By Published: March 3, 2023

Mormons used the plant to make a caffeine-free hot drink, and Native Americans used it to relieve congestion


As spring swells and climbs through the canyons of the Colorado Plateau, green ephedra, also called Mormon tea, Ephedra viridis, produces arrangements at its branch nodes, and they produce tiny yellow structures that some people might presume are flowers. Ephedra is quite common in some habitats, so this show can be stunning.

But those yellow excrescences are cones, not flowers.

Ephedra is an ancient genus, with fossils reaching back 125 million years and it is a gymnosperm, not an angiosperm. That is, it is more closely allied with pines, spruces and firs than angiosperms such as daisies or aspens. 

Green ephedra is a dioecious species, meaning that an individual produces either male cones or female cones. The male cones form at the nodes of stems, and they sprout microsporangia, which release wind-dispersed pollen. 

Image of Mormon Tea, Ephedra viridis 

At the top of the page: The yellow cones of a male green ephedra appear in spring on the Colorado Plateau. Above: Green ephedra, E. viridis, has many parallel stems that grow straight up, with cones gathered around branch nodes.

The microsporangia are those yellow things that some people (including me) first take as flowers. Females bear macrosporangia, which, after pollination, produce seeds. Female cones, which are larger than male cones, have more muted colors. 

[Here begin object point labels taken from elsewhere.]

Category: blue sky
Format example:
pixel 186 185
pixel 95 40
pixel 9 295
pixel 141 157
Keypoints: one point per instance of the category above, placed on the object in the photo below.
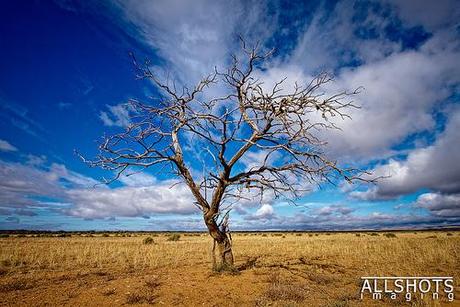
pixel 65 75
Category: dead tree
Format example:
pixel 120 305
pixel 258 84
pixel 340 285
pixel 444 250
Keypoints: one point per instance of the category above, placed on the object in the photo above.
pixel 281 126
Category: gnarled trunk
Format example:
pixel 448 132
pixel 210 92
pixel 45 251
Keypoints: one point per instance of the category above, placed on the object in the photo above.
pixel 224 245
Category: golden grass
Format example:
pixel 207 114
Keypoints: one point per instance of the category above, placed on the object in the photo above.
pixel 305 263
pixel 408 253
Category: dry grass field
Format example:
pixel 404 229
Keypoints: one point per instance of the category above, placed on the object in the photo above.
pixel 275 269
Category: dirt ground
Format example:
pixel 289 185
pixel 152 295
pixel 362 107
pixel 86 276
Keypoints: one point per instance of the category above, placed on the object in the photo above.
pixel 274 270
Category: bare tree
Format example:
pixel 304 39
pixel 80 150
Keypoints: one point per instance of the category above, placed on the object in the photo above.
pixel 282 127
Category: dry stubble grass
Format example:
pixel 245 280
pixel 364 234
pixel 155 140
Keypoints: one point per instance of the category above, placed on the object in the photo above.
pixel 305 261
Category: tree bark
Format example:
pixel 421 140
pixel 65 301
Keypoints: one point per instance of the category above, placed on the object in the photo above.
pixel 223 242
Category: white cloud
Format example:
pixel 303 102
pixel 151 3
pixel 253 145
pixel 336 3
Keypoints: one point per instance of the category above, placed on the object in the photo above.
pixel 5 146
pixel 118 115
pixel 193 37
pixel 131 201
pixel 439 204
pixel 264 212
pixel 434 167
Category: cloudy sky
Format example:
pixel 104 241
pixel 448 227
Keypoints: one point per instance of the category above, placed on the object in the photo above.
pixel 65 74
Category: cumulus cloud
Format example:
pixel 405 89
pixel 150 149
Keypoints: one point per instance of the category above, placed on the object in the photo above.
pixel 25 187
pixel 5 146
pixel 264 212
pixel 433 167
pixel 440 204
pixel 334 209
pixel 130 201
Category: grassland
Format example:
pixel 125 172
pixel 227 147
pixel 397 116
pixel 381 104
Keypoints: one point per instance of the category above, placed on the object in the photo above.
pixel 275 269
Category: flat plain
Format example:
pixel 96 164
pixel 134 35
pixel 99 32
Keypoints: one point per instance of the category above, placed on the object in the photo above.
pixel 274 269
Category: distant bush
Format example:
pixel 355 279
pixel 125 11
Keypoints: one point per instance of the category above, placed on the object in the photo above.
pixel 148 240
pixel 174 237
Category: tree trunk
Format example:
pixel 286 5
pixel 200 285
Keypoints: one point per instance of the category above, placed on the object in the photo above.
pixel 223 242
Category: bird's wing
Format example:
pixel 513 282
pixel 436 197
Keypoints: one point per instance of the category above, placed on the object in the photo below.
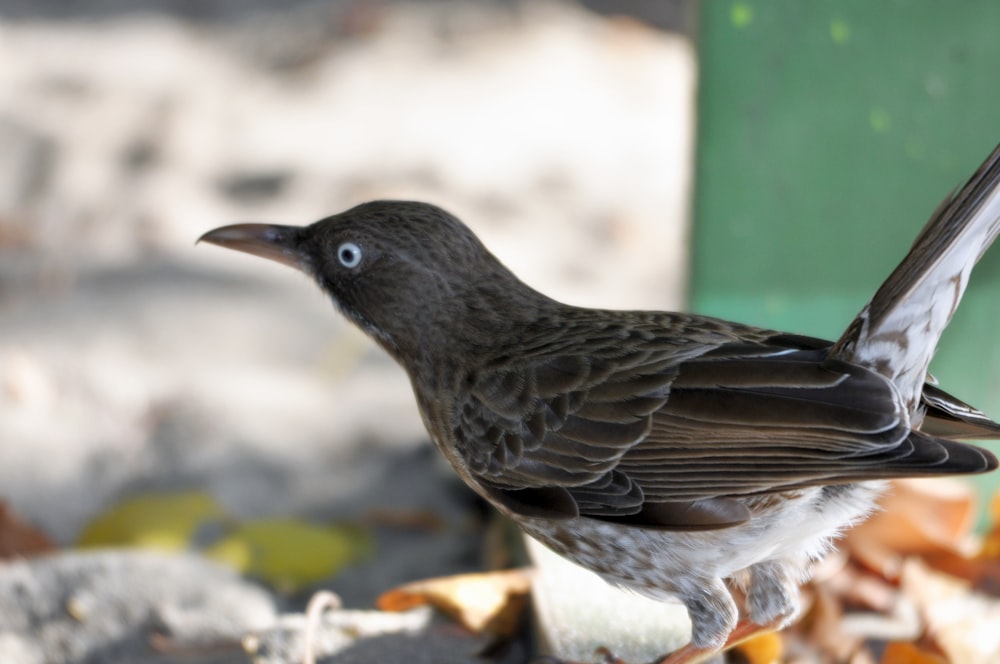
pixel 670 439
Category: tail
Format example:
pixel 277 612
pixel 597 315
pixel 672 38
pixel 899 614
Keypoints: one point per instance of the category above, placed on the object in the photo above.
pixel 897 332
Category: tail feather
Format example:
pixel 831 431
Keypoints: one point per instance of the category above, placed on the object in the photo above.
pixel 897 332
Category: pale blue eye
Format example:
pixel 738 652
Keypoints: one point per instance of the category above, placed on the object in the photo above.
pixel 349 255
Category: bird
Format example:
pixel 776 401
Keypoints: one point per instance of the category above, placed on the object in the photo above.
pixel 680 456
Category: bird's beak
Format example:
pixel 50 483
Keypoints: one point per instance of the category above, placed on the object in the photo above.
pixel 278 243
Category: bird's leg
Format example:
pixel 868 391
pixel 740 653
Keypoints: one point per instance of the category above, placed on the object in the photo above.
pixel 771 600
pixel 773 593
pixel 691 654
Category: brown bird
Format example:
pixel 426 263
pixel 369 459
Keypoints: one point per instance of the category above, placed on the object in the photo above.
pixel 673 454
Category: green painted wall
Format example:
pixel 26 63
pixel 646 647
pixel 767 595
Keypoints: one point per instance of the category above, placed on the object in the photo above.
pixel 828 133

Green ephedra grows as a shrub, usually 1 to 5 feet tall. It roots form rhizomes, which allow it to spread asexually, forming small, dense clusters of shrubs. Its base and branches are woody, and their green stems grow straight up, branching as they grow. Cones are formed at the branch nodes. Ephedra species have tiny, vestigial leaves that appear pigmented but quickly degenerate to dark scales. The conspicuous green stems are photosynthetic.

Approximately 70 Ephedra species are extant, and they are distributed around the world. Three species grow on the Colorado Plateau—green ephedra, E. viridis, Cutler's Mormon tea, E. cutleri, and Torrey's Mormon tea, E. torreyanaE. cutleri typically grows only 2 feet tall, but in mats 10 to 15 feet in diameter. E. torreyana can be identified by its blue-grey-green foliage, intertwined (not parallel and upright) stems and by three leaves in a whorl, rather than two.  

Male and female E. viridis are not distributed randomly in patchy habitats. Males are more common on dry sites, while females are about four times abundant as males in relatively mesic sites. 

Image of Mormon Tea, Ephedra viridis, close-up

E. viridis are adaptable to their environment. Males tend to populate drier habitats, while females thrive in regularly moist environments.

One can see an evolutionary explanation to this partial specialization, which is shared by four other dioecious species living in arid lands in the west. The hilltops and ridges are relatively dry because they catch the wind and are well-drained, so they are optimal for releasing wind-borne pollen. Nearby bottomlands may have ephemeral streams or ponds. Females need more water than males for their prolonged nuturing of developing seeds in the dry summer heat.

Ephedra is browsed by pronghorn antelope, mule deer, elk, buffalo and horses. Male sheep and cows browse it with no problems, but if pregnant cows or sheep eat it, they die or suffer prolonged discomfort. 

Mormons steeped dried ephedra stems to make a caffeine-free hot drink, and Native Americans used an ephedra tea to relieve congestion. 

Several thousand years ago, strong pharmaceutical activity was found in E. sinica, which is native to China. The active chemical compound was named ephedrine, and it was used in the United States in the 1950s as an effective treatment for asthma. 

Unfortunately, ephedrine was engineered by resourceful chemists to produce an amphetamine, known on the streets as crystal meth. The species in North America do not synthesize ephedrine.

Although all the Ephedra species in North America are wind pollinated, two of the species that evolved earlier than other extant species are pollinated by insects. E. foeminea is one of the species relying on insects, but it also needs the light of a full moon to achieve pollination. 

A study of pollination biology in Greece and Croatia recorded the production of the pollination droplet, which appears at the tip of the female cone and facilitates movement of the pollen into the cone. 

The pollination droplet appears on the night of the full moon in E. foeminea, but pollination droplets are not synchronized with full moons in a sympatric, wind pollinated E. distachya

Apparently, E. foeminea can accurately anticipate the date of the full moon to optimally pump out the pollination droplet. The investigators of this study mentioned that, in a dry habitat in the Balkans on the night of a full moon, the many pollination droplets "glitter like diamonds in the full-moonlight." E. foeminea does not produce nectar or a fragrance—insects rely on the light of diamonds to deliver their pollen.